Canada was called an "honorary member of the Third World" by the Wall Street Journal in 1995, and for good reason. Out-of-control spending, soaring debt, and the government's bite of the country's gross domestic product (GDP) growing at a furious pace—those trends prompted the Journal's harsh putdown. Sound familiar? Those are exactly the trends that endanger America's economy and standard of living today.
Only with Canada there's a difference. Beginning in the mid-1990s, Canadians came to grips with their fiscal crisis. They cut spending at both the national and provincial (state) level, reduced the size and payroll of government, slashed debt, and produced what Paul Martin, then finance minister and later prime minister, called smaller, smarter government.
Canada is now in a far better economic situation than the United States. Its unemployment rate is lower, its budget deficit breathtakingly smaller (after nearly a decade of balanced budgets), its debt burden far lighter, its banks more stable. The Canadian dollar, once worth as little as .62 cents, is currently nearly at parity with the American dollar.

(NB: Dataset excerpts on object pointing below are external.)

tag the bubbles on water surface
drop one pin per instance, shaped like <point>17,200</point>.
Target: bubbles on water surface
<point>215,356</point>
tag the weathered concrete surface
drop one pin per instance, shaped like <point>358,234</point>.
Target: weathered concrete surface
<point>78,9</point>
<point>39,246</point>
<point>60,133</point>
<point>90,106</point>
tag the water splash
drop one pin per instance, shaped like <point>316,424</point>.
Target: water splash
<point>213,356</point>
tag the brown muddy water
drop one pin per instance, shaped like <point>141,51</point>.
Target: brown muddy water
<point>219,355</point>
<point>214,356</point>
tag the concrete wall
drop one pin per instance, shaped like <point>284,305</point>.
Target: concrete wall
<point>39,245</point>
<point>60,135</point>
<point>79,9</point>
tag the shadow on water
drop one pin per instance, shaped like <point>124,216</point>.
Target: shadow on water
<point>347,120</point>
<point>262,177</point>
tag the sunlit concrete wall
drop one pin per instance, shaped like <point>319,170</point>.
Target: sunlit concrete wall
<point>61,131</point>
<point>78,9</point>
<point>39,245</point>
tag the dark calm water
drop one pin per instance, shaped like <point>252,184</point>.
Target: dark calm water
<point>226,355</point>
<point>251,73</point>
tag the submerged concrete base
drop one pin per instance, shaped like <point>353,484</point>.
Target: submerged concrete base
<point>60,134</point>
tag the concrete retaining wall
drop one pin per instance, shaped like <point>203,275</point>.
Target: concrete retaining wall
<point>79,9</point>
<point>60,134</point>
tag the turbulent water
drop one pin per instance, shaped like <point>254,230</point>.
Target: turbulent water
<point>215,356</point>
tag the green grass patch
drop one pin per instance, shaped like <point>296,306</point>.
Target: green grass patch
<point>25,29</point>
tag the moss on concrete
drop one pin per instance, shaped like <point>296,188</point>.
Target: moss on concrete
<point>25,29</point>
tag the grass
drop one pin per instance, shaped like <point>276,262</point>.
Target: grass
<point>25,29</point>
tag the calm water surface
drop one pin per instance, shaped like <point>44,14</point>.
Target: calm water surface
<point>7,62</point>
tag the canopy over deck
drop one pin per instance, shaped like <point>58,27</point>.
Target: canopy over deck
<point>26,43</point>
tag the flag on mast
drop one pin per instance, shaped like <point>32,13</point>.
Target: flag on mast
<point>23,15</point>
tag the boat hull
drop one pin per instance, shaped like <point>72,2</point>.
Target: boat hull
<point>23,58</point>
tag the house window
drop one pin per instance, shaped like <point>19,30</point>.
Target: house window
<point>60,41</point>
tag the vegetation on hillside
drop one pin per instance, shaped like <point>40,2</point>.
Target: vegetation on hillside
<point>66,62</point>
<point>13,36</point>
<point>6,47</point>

While not quite gloating, Canadians are eager to tout their comparative advantage. The authors of the new book The Canadian Century: Moving Out of America's Shadow wrote in the National Post last week: "If the United States continues on its current course, Canada will find itself without peer as a magnet for investment, immigrants, innovation, and growth." Had he been invited to President Obama's "jobs summit" last December, David Frum, a Canadian and prominent political commentator who lives in Washington, said he "would have advised: Learn from Canada."